I would rather use the fully qualified domain name (zookeeper-server-01.eigenroute.com) in the name of the Kerberos principal, rather than the IP address. If anyone can tell me how to get that working, I'll accept that as the answer. Until then, this will suffice.
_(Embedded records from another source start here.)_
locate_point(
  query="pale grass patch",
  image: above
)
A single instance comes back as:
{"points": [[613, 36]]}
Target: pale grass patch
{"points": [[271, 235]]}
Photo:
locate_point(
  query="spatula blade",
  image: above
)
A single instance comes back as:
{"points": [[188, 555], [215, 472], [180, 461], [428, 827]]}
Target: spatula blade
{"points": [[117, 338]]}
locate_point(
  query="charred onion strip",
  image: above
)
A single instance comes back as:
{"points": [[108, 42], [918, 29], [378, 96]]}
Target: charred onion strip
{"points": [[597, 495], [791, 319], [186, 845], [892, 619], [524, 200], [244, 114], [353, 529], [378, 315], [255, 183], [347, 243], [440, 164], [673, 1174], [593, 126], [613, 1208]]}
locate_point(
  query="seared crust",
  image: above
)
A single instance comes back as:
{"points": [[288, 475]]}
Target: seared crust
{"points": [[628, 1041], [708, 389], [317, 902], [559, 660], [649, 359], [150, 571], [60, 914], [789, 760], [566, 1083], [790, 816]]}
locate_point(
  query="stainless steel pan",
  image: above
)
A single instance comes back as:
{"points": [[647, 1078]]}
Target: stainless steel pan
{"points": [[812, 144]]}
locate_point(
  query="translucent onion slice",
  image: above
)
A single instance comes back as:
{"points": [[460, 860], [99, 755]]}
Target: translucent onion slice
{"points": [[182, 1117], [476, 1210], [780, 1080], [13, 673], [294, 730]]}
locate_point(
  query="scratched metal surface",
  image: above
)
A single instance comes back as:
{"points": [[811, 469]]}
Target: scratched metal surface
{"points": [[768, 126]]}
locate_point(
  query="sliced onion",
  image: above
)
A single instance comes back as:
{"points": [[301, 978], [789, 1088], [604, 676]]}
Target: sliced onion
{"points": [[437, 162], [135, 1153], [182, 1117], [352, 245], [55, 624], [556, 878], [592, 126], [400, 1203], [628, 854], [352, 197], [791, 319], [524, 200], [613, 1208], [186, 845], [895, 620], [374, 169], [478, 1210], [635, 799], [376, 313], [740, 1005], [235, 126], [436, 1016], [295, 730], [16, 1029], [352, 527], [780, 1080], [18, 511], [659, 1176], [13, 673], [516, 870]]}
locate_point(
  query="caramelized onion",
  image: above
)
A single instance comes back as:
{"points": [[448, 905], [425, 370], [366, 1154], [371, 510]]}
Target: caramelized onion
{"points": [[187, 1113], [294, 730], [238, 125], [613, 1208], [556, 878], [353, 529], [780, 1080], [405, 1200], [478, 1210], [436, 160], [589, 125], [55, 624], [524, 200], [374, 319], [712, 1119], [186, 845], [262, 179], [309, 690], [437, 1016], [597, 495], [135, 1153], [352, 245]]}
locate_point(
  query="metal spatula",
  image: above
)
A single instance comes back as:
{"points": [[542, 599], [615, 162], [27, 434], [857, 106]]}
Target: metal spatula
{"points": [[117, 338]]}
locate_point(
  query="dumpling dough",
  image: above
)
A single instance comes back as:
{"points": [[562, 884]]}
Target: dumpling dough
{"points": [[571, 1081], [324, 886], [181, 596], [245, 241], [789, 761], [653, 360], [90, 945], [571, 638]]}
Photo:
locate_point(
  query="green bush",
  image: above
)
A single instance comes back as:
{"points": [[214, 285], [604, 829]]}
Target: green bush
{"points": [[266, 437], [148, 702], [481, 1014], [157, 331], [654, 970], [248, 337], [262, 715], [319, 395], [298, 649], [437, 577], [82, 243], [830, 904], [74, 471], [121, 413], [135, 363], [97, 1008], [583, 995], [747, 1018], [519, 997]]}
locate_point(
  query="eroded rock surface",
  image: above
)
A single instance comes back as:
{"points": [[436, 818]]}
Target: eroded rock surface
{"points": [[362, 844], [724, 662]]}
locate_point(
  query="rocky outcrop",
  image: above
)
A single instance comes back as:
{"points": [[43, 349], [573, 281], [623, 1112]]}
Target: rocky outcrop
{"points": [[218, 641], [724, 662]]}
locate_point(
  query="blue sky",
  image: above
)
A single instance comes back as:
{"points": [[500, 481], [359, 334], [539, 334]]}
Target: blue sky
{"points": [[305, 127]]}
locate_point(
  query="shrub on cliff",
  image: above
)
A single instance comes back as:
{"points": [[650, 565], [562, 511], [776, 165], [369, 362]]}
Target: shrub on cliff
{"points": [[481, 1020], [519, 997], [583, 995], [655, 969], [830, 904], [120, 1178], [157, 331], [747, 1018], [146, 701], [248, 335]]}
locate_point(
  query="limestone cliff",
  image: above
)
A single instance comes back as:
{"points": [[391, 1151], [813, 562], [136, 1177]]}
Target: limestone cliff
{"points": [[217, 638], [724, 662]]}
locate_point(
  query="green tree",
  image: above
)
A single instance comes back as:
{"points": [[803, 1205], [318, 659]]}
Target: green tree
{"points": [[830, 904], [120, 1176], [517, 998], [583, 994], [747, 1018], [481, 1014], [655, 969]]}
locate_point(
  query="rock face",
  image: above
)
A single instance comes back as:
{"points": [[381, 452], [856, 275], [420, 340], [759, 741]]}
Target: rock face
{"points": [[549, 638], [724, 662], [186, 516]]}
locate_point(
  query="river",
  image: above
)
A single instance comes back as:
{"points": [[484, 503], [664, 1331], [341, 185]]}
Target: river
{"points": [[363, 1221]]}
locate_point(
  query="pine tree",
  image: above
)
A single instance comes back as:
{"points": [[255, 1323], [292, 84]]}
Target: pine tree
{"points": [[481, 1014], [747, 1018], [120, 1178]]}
UPDATE: I figured it out. The Zookeeper client takes the FQDN from the -server argument, looks up the IP Address of this FQDN, and creates an InetSocketAddress object from this (org.apache.zookeeper.client.StaticHostProvider). Then to get the host name, it calls .getHostName (org.apache.zookeeper.ClientCnxn.SendThread.startConnect). On my local machine, this returns:

ec2-35-169-37-216.compute-1.amazonaws.com

and on my client AWS EC2 instance, this returns:

35.169.37.216

when instead I expected it to return the FQDN. This is why on my AWS EC2 client machine, the ZooKeeper client tries to get a ticket for:

zookeeper/35.169.37.216@EIGENROUTE.COM

and on my local machine, the ZooKeeper client tries to get a ticket for:

zookeeper/ec2-35-169-37-216.compute-1.amazonaws.com@EIGENROUTE.COM

So I need AWS to make sure that a reverse DNS lookup on 35.169.37.216 yields zookeeper-server-01.eigenroute.com. The solution I found so far is to ask AWS to set up the mapping for the reverse DNS.

Ideally, ZooKeeper would have an option to skip this reverse DNS lookup and just use the FQDN as the host name (maybe it does and I haven't found it).